Taichu Yuangui Hongyuan: Heterogeneous Computing Capability Will Become a Key Direction for Future AI Computing Infrastructure | AIGC2026
The AI industry has entered a new cycle of high-intensity compute resource consumption
Editorial team’s summary of AIGC2026
QbitAI | WeChat Official Account QbitAI
In 2026, the AI industry has entered a new cycle of high-intensity compute resource consumption.
As applications such as Agentic AI, code assistants, and smart office tools accelerate toward real-world deployment, AI is shifting from demos to actual workflows, and Token is becoming the most important unit of resource consumption in the AI era.
As a result, whether we can secure enough computing power to support more frequent and more complex AI applications has become a critical issue that will determine whether the industry can continue advancing into its next stage. Hong Yuan, Chief Product Officer and Senior Vice President of Taichu Yuangui, said:
As the arrival of the Token economy accelerates, AI computing resources need to offer stronger upward compatibility with frameworks, models, and applications, and provide a more stable, efficient, and user-friendly infrastructure foundation for large-model training, inference, and industry deployment.
As large-model capabilities improve dramatically and AI applications proliferate rapidly, Token invocation demand continues to be released, and domestic compute resources are also迎来 new opportunities for development.

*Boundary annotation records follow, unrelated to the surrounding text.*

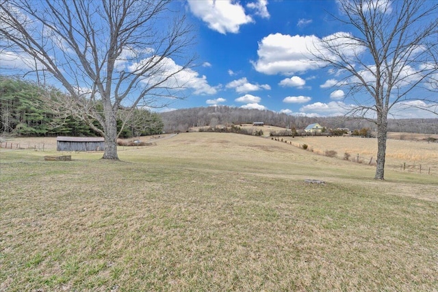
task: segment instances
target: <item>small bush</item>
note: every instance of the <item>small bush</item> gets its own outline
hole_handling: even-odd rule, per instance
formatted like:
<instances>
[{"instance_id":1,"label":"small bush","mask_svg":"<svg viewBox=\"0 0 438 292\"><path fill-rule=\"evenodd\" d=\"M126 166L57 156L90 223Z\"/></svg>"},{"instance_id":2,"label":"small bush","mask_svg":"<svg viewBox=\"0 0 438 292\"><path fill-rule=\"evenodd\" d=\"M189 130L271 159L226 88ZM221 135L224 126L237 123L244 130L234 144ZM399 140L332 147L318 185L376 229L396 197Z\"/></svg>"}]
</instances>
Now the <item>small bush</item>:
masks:
<instances>
[{"instance_id":1,"label":"small bush","mask_svg":"<svg viewBox=\"0 0 438 292\"><path fill-rule=\"evenodd\" d=\"M325 152L325 155L328 157L336 157L337 156L337 152L334 150L327 150Z\"/></svg>"},{"instance_id":2,"label":"small bush","mask_svg":"<svg viewBox=\"0 0 438 292\"><path fill-rule=\"evenodd\" d=\"M348 152L344 153L344 160L350 160L350 157L351 155Z\"/></svg>"}]
</instances>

This means that future compute resources will no longer be merely foundational assets behind model training; instead, they will span the entire workflow from model development and application rollout to implementation in industry scenarios, becoming the most important new type of infrastructure in the Token intelligence era.
At this year’s QbitAI AIGC2026, Hong Yuan shared his views on building domestic AI computing foundations, using keywords such as domestic compute resources, Token applications, and the computing efficiency of Agentic AI.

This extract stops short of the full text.